A luta contra a violência sexual que atinge crianças e adolescentes atravessa décadas em nosso país. Neste trajeto, sociedade civil, instituições públicas e privadas, comunidades, crianças e adolescentes tem acumulado muitos aprendizados e experiências. O entendimento sobre a violência, as estratégias de enfrentamento, as alianças necessárias, as políticas de enfrentamento tem se alterado a partir da luta cotidiana. Apesar dos avanços, esta expressão específica da violência continua a nos desafiar e indignar.

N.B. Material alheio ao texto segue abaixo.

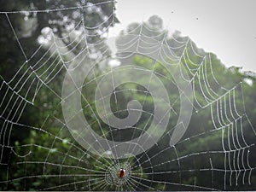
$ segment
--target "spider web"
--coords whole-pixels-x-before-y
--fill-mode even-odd
[[[87,7],[93,9],[93,6]],[[28,13],[47,15],[76,9],[81,7]],[[109,55],[104,38],[99,38],[94,44],[87,41],[90,37],[98,36],[90,32],[97,30],[103,23],[86,26],[81,19],[64,38],[58,37],[54,30],[48,28],[46,38],[39,47],[33,49],[35,51],[32,55],[27,55],[9,17],[24,13],[26,11],[1,12],[5,15],[10,32],[15,34],[24,55],[24,61],[20,61],[19,70],[10,79],[1,74],[0,90],[3,97],[0,102],[0,165],[1,172],[4,172],[0,181],[2,189],[27,189],[26,186],[32,186],[32,189],[36,190],[222,190],[250,189],[253,186],[255,163],[250,154],[254,143],[250,143],[251,140],[247,137],[255,137],[255,131],[245,108],[244,82],[233,85],[220,83],[214,75],[212,54],[197,49],[189,38],[167,38],[166,33],[158,32],[157,29],[148,28],[143,23],[128,32],[128,35],[137,35],[116,40],[117,52],[113,51]],[[103,22],[111,18],[112,15],[109,15]],[[82,32],[78,30],[81,27],[84,29]],[[148,32],[155,33],[155,36],[148,37]],[[68,44],[63,44],[63,41]],[[131,52],[131,47],[136,47],[136,52]],[[76,54],[73,51],[75,49],[79,49]],[[96,52],[97,49],[101,53]],[[90,73],[83,86],[77,87],[75,90],[82,94],[82,113],[90,119],[88,125],[106,140],[124,141],[127,139],[124,137],[125,134],[129,141],[147,134],[148,125],[156,115],[150,108],[147,109],[150,103],[148,100],[157,100],[153,99],[154,95],[149,91],[153,75],[180,90],[172,75],[155,70],[160,61],[148,58],[148,65],[144,69],[133,68],[149,72],[148,87],[137,89],[134,84],[116,87],[115,82],[112,81],[111,86],[114,90],[108,96],[113,113],[118,118],[126,117],[129,113],[125,108],[127,103],[123,108],[117,107],[116,103],[131,100],[131,96],[137,94],[142,97],[141,117],[148,118],[144,121],[139,119],[125,131],[102,121],[96,104],[107,96],[102,95],[99,100],[95,100],[90,91],[92,90],[95,93],[103,77],[118,68],[109,67],[109,61],[119,61],[119,64],[125,66],[135,56],[145,59],[155,52],[164,66],[180,70],[183,81],[191,84],[191,121],[198,121],[200,125],[201,118],[207,118],[208,125],[203,126],[203,130],[191,130],[189,125],[183,137],[175,145],[170,145],[170,138],[174,133],[174,126],[170,124],[155,145],[147,150],[141,145],[143,153],[127,158],[113,158],[111,151],[106,151],[107,154],[102,156],[83,148],[72,137],[67,127],[68,120],[77,114],[71,116],[67,122],[62,116],[61,103],[67,98],[62,97],[61,91],[66,84],[63,84],[62,87],[61,84],[59,86],[55,84],[63,82],[64,77],[61,74],[70,73],[70,68],[84,66],[81,74],[84,71]],[[46,90],[55,106],[40,102],[48,101],[40,98],[42,91]],[[124,97],[125,95],[127,98]],[[178,96],[170,99],[170,113],[174,119],[179,113],[179,102]],[[20,123],[23,113],[30,108],[46,113],[41,125]],[[106,108],[102,110],[107,121],[109,121]],[[13,144],[10,141],[15,130],[30,131],[30,137],[25,143]],[[83,133],[79,132],[78,135],[83,136]],[[148,134],[148,138],[150,137]],[[207,139],[210,137],[214,140]],[[95,143],[101,145],[97,140]],[[89,148],[93,148],[95,143],[89,143]],[[132,148],[132,143],[130,147]],[[189,147],[193,147],[193,150]],[[114,145],[113,150],[117,148]],[[120,168],[125,170],[124,178],[118,175]]]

O Brasil foi o primeiro país a promulgar um marco legal (ECA em 1990) em sintonia com o paradigma dos direitos humanos reconhecidos na Convenção das Nações Unidas sobre os Direitos da Criança (1989) - o Estatuto da Criança e do Adolescente, que acaba de completar 21 anos. Desde 2000, o País, em consonância com diretrizes internacionais, adotou um Plano Nacional com diretrizes para o enfrentamento da violência sexual contra crianças e adolescentes, que hoje é um documento referencial para a estruturação de políticas de enfrentamento em todo o País.
O Brasil sediou o III Congresso Mundial de Enfrentamento da Exploração sexual de Crianças e Adolescentes, em 2008, no Rio de Janeiro, o maior evento já realizado no mundo sobre o tema, com a participação de 170 países e mais de 3.500 participantes, incluindo aproximadamente 300 adolescentes dos 5 continentes. A Declaração do Rio reuniu as principais recomendações e compromissos, visando o enfrentamento de novos desafios, a exemplo da pornografia infanto-juvenil na Internet e do tráfico de pessoas no contexto da globalização.
O Comitê Nacional de Enfrentamento à Violência Sexual contra Crianças e Adolescentes foi constituído por ocasião da aprovação do Plano Nacional, como instância plural, interinstitucional, formada por organizações da sociedade civil e do Estado articuladas para estimular a implementação das ações previstas no Plano Nacional de Enfrentamento da Violência Sexual contra Crianças e Adolescentes.
Desde sua instituição, o Comitê Nacional tem cumprido o papel de animar, monitorar e coordenar ações de mobilização e reivindicação para a implementação do referido Plano e pelo enfrentamento da violência sexual de crianças e adolescentes.
Entendemos que há um processo de reprimarização da economia brasileira. Os indicadores econômicos revelam que os setores de mineração, agropecuária e produção de energia tem alavancado o atual padrão de crescimento econômico nacional. Estes setores tem, por sua natureza, forte impacto sócio-ambiental por meio de uso intensivo de recursos naturais e construção de grandes obras de infra-estrutura (hidroelétricas, usinas de mineração, termelétricas, siderúrgicas, complexos portuários...), determinando o deslocamento de comunidades tradicionais, desestruturação de modos de produção locais, alteração radical dos biomas que garantem a sobrevivência populacional, sobrecarga nas já precárias estruturas de serviços básicos locais e novas dinâmicas de concentração de riqueza. A população local e migrante passam a viver novas situações de risco, recaindo sobre estas os maiores danos das intervenções.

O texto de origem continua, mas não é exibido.